Influenza Infections
J. M. Daly1 and
A. Cullinane2
1School of Veterinary Medicine and Science, University of Nottingham, Sutton Bonington, Leicestershire, UK. 2Irish Equine Centre, Johnstown, County Kildare, Ireland.
Classification of Equine Influenza Virus
Equine influenza viruses are classified as type A influenza viruses,
which also include viruses infecting man, birds and swine. Type A
influenza viruses are divided into subtypes according to the antigenic
characteristics of the surface antigens, haemagglutinin (HA) and
neuraminidase (NA). With the exception of the recently discovered H17N10
bat influenza virus [
1],
all the subtypes (combinations of H1 to H16 and N1 to N9) have been
isolated from aquatic birds, which act as a natural reservoir for
influenza A viruses. Two subtypes have established in equids (H7N7 and
H3N8, previously known as equi-1 and equi-2, respectively).
Epidemiology
Influenza virus was first isolated from horses in Czechoslovakia in 1956 [
2];
this was the prototype strain for the H7N7 subtype of equine influenza
virus A/equine/Prague/56 (H7N7). There has been no convincing evidence
for circulation of H7N7 viruses in horses for several decades.

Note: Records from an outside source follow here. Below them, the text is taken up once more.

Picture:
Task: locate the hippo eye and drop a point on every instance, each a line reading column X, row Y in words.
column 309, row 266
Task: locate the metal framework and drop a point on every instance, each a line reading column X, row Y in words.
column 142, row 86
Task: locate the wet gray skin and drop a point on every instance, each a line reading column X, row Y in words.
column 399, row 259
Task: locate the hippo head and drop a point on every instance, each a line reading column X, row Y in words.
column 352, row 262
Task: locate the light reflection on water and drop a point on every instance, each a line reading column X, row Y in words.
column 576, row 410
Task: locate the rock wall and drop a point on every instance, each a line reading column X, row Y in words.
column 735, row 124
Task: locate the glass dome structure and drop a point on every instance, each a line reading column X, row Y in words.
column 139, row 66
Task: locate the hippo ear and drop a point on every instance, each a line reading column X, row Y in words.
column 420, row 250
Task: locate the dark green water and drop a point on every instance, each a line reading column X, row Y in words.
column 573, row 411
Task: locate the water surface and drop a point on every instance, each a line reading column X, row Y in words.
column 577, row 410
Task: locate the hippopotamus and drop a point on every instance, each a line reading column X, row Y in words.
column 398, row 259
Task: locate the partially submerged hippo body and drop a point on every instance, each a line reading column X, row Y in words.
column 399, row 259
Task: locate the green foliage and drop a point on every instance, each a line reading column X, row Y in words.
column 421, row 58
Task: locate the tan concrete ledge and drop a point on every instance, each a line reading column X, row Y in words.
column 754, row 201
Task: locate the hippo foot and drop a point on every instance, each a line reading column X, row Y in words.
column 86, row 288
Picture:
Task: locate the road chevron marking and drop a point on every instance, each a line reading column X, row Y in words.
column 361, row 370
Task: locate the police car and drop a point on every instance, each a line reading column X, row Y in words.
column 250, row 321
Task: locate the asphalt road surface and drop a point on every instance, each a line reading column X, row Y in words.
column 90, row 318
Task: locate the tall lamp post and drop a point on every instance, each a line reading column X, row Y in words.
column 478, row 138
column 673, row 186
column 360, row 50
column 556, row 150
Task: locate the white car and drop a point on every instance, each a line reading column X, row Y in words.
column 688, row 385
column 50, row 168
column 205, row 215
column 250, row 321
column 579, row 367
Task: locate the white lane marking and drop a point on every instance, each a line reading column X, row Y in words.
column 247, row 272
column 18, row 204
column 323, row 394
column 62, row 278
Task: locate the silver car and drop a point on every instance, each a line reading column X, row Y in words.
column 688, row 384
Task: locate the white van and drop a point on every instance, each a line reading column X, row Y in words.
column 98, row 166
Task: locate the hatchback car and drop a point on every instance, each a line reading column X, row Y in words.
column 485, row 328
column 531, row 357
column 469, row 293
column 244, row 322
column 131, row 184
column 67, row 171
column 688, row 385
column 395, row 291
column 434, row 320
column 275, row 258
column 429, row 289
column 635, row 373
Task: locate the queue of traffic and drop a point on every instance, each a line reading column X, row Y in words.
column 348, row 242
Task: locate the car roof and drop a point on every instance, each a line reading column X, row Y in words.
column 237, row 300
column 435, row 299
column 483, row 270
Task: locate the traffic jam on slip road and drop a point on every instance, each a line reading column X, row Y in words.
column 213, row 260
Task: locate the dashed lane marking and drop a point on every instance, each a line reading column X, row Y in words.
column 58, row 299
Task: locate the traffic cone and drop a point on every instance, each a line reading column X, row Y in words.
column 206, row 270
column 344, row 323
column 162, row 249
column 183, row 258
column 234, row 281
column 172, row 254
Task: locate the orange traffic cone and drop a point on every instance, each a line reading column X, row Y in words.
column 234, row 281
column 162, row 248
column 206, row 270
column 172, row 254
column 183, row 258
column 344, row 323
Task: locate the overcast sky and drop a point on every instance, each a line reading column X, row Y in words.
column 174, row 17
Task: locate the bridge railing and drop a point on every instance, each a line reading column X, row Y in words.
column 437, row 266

Virus of the H3N8 subtype was first isolated in Miami in 1963 [
3].
Antigenic variants can give rise to large-scale disease epidemics in
regions where the virus is endemic, such as Europe and North America.
Only New Zealand and Iceland are known to have remained entirely free
from equine influenza. Some of the most devastating epidemics of equine
influenza have occurred when the virus has been introduced into areas
previously free of the disease. Outbreaks in South Africa (1986 and
again in 2003/4), India (1987), Hong Kong (1992), and Australia (2007)
highlighted the ease with which equine influenza can be introduced into
susceptible populations as a result of international movement of horses [
4-9].
The outbreak in Australia in 2007 particularly emphasised the potential
impact of introduction of equine influenza virus into an unvaccinated
population, with around 76,000 horses affected and an estimated
expenditure of 360 million Australian dollars to bring the outbreak
under control [
10].
A novel strain of equine influenza caused an epidemic in China in
1989 with an overall morbidity rate of 80% and a mortality rate of 20%.
The prototype virus from this epidemic (A/equine/Jilin/89) was shown to
be more closely related to influenza viruses infecting aquatic birds
than to contemporary equine influenza viruses, demonstrating that the
epidemic was the result of emergence of virus from the avian influenza
reservoir [
11].
A related avian-like virus, which had lost its ability to replicate in
birds, affected a few hundred horses in 1990, but seems to have neither
persisted in nor spread beyond China [
12].
Influenza A viruses are unpredictable by their very nature and
unlikely to ever be fully eradicated due to the reservoir of viruses
circulating in wild aquatic birds. Recently, donkeys in Egypt joined the
relatively long list of mammalian species to have been naturally
infected with highly pathogenic avian influenza virus of the H5N1
subtype [
13].
It was thought that there was no interchange of influenza virus
infections between horses and other mammalian species. However,
interspecies transmission of equine influenza virus to dogs has occurred
apparently independently in the USA, UK and Australia [
14-16].
Furthermore, the H3N8 virus has become endemic, with dog-to-dog
transmission, in North America. During surveillance of pigs in China,
two H3N8 isolates closely related to equine viruses circulating in the
1990s were isolated in 2005 and 2006 [
17]. Although human volunteers have been experimentally infected with equine influenza virus [
18], there is currently little evidence of zoonotic infection of people with equine influenza.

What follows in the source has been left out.